Churrasco
Churrasco
Churrasco is chunks of beef or mutton roasted over a wood or charcoal fire with a combination of salt and spices. Gauchos and other rural inhabitants of the Río de la Plata region relished fresh beef cooked in this way. In some cases, the cook wrapped the meat in a hide and laid it on a bed of hot coals. This technique better retained the meat's flavor and juices. Gauchos could seemingly subsist on a diet consisting largely of churrasco and their favorite beverage, Mate. A gaucho used only his long knife (Facón) to slice and eat the meat. Traditionalists in the Río de la Plata region continue to prepare churrasco, carne asado, and other beef delicacies. This style of cooking has been exported to other countries such as Chile, Peru, and Spain, where fine restaurants in Santiago, Lima, and Madrid offer choice cuts of beef roasted in the churrasco style. Brazilian steakhouses known as churrascarias where roasted meats are served rodizio style have become popular in the United States. In many cases the beef is eaten with a traditional chimichurri sauce made from olive oil, lemon juice, garlic, and basil.

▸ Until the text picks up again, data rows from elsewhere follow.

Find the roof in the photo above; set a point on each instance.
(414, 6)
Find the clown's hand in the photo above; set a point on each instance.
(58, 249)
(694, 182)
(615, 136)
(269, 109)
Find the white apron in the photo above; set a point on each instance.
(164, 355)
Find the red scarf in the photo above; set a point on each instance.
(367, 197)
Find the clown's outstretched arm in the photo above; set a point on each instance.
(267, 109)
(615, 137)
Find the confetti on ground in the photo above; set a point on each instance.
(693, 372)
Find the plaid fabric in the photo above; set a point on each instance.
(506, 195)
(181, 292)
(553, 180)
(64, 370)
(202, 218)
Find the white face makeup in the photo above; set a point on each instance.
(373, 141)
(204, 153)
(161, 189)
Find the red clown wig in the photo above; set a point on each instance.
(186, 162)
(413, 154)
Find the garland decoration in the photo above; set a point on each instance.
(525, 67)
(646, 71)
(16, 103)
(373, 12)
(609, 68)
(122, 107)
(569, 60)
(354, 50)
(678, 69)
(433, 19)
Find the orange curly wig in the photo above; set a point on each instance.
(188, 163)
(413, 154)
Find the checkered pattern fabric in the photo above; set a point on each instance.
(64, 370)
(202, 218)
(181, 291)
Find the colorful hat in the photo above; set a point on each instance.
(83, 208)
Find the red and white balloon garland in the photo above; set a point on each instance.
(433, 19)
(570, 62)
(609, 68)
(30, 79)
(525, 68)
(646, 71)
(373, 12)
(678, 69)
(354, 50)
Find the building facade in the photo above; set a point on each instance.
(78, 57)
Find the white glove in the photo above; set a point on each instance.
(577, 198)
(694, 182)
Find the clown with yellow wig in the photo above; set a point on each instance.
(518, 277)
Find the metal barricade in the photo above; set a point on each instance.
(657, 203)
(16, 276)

See alsoAsado; Food and Cookery; Gaucho.
BIBLIOGRAPHY
Bell, Stephen. Campanha Gaú cha: A Brazilian Ranching System, 1850–1920. Stanford, CA: Stanford University Press, 1998.
Cascudo, Luís da Câmara. História da alimentação no Brasil. São Paulo: Editora da Universidade de São Paulo, 1983.
Coluccio, Félix. Diccionario folklórico argentino, vol. 1 (1964), p. 121.
Slatta, Richard W. Comparing Cowboys and Frontiers. Norman: University of Oklahoma Press, 1997.